Вошла Ула, поздоровалась с Соней. Прежде они дружили между собой, и, как я заметил по выражению их глаз, дружба еще не остыла.
— Изменить-то ты ему изменила, — сказал я. — Может, из-за этого он и озлобился на весь свет. Впрочем, это дело ваше. Но об остальном ты должна сообщить полиции.
Выслушав мой упрек, Соня поморщилась.
— Да, я ему изменила. И сделала бы это все равно не нынче, так завтра, — возразила она горячо. — Никто не заставит меня жить с мужчиной, который мне противен, даже если я с ним повенчана. А что касается полиции, так я сегодня же пойду, хотя и праздник. Вчера я смолчала. Не хотела, чтобы подумали, будто я ему мщу.
Я рассказал Соне о своей «встрече» с Яшке. Она поблагодарила меня.

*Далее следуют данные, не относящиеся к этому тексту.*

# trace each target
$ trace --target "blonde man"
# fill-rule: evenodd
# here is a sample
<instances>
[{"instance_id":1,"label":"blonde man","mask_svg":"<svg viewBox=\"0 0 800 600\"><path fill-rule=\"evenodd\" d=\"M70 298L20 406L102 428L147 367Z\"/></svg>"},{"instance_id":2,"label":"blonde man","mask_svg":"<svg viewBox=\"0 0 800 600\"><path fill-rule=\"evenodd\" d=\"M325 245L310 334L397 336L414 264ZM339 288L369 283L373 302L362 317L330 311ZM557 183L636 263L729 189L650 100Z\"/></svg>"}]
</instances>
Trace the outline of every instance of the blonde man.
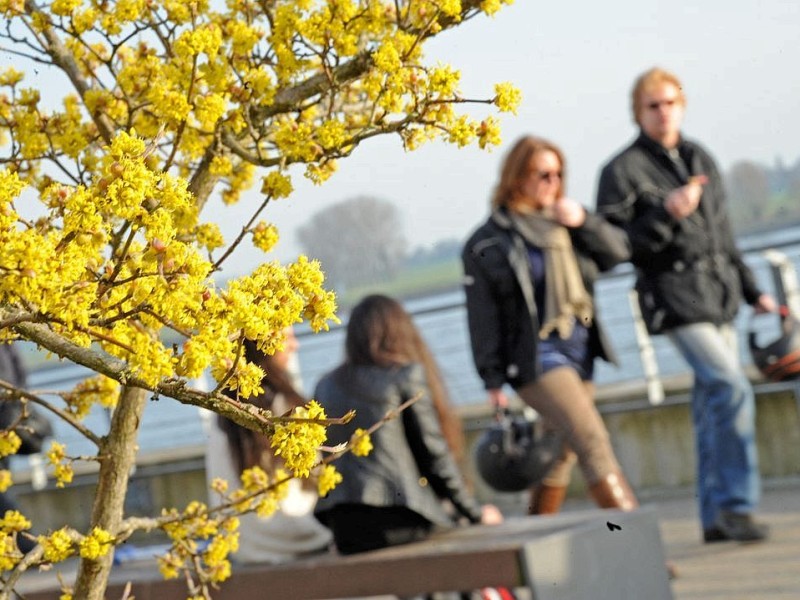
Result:
<instances>
[{"instance_id":1,"label":"blonde man","mask_svg":"<svg viewBox=\"0 0 800 600\"><path fill-rule=\"evenodd\" d=\"M678 78L653 68L632 92L639 135L602 170L597 208L630 239L650 333L669 336L695 375L692 419L703 540L760 541L755 401L732 322L742 298L775 301L756 286L734 243L722 178L709 153L681 133Z\"/></svg>"}]
</instances>

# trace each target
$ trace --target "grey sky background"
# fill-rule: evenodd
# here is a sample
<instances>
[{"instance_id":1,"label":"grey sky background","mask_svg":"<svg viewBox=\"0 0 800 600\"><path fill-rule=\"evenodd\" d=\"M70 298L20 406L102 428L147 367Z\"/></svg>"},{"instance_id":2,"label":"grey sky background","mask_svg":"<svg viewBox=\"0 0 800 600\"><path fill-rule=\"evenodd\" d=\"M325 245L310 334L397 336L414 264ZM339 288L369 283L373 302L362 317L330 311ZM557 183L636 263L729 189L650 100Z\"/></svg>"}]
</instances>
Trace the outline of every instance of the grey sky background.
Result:
<instances>
[{"instance_id":1,"label":"grey sky background","mask_svg":"<svg viewBox=\"0 0 800 600\"><path fill-rule=\"evenodd\" d=\"M323 186L296 178L295 194L269 207L266 216L282 239L268 258L296 257L296 227L327 203L360 195L396 203L412 247L463 238L487 214L505 151L526 133L563 148L568 194L593 207L600 166L637 132L633 80L654 65L683 80L684 132L723 169L742 159L773 166L778 156L793 164L800 157L798 31L795 0L517 0L494 19L473 19L428 47L431 60L461 70L467 97L491 96L500 81L522 89L519 114L502 117L502 146L487 153L434 143L406 153L394 137L372 140ZM256 200L250 193L234 212L244 216ZM245 244L228 274L263 259Z\"/></svg>"}]
</instances>

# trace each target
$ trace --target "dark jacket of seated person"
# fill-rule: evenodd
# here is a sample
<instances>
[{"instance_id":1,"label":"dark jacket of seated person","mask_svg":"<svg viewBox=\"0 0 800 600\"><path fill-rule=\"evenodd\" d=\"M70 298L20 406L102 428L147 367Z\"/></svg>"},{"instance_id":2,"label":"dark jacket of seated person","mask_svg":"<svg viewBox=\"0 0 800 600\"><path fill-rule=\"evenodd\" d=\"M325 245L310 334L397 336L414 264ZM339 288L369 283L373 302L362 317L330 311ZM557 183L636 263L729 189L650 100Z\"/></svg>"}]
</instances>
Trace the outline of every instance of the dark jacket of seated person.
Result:
<instances>
[{"instance_id":1,"label":"dark jacket of seated person","mask_svg":"<svg viewBox=\"0 0 800 600\"><path fill-rule=\"evenodd\" d=\"M356 411L347 425L328 428L326 444L331 446L346 443L357 428L368 429L405 401L418 397L372 434L369 455L347 453L334 463L343 481L319 500L316 515L331 528L343 554L422 539L435 526L451 526L453 519L443 500L449 500L458 515L472 523L480 522L482 515L482 507L465 487L442 430L441 408L437 410L432 394L439 382L431 385L429 381L436 375L426 373L426 357L422 362L407 362L417 358L414 351L403 352L393 348L391 340L374 339L387 331L391 338L392 330L396 331L393 327L373 328L365 319L381 310L401 311L398 318L408 319L406 325L413 328L410 317L394 300L368 297L351 315L347 360L325 375L314 393L331 417ZM379 315L378 321L385 317ZM362 332L362 328L373 333ZM415 328L406 333L423 344Z\"/></svg>"}]
</instances>

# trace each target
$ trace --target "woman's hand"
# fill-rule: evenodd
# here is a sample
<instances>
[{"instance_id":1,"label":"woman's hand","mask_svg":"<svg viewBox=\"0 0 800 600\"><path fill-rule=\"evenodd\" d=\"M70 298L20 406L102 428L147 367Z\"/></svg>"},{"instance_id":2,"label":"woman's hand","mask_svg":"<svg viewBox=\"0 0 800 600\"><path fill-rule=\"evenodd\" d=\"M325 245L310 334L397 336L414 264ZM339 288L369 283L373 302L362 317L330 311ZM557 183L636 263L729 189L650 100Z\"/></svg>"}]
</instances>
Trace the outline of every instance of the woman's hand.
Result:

— Это я должен благодарить тебя, — возразил я. — Если бы не ваши показания, я по сей день торчал бы за решеткой.
Соня пожала плечами.
— А-а, чего там. По правде говоря, ты мог бы обидеться на меня уже за то, что мы не заявили в полицию раньше. Мне это не составило бы труда. Да и вся история с Яшке кончилась бы на полгода раньше. Из-за Герберта скрывали. Поверь, мы мучились от этого, и чем дальше, тем сильнее. Мы же понимали, что молчать — свинство. Знали, что можем помочь, но за себя боязно было, вот и молчали. А теперь у нас на душе спокойнее. Чего тут только не болтали, зато я горжусь, что мы поступили честно и по отношению к тебе, и друг к другу. Все остальное — наше личное дело. Жена Герберта подала на развод. Яшке отказывается, но, как бы там ни было, я останусь с Гербертом, в законном браке или нет. Буду откровенной до конца, чтобы ты не чувствовал себя обязанным мне: полиция давно напала на наш след. Прожди мы еще несколько дней, пришлось бы здорово краснеть. — Она живо поднялась и протянула нам руки. — Ну пока, детки. При вашей любви вам никакой мороз не страшен, но ушки держите востро. Будет время, забегу. — Она повернулась и мигом исчезла.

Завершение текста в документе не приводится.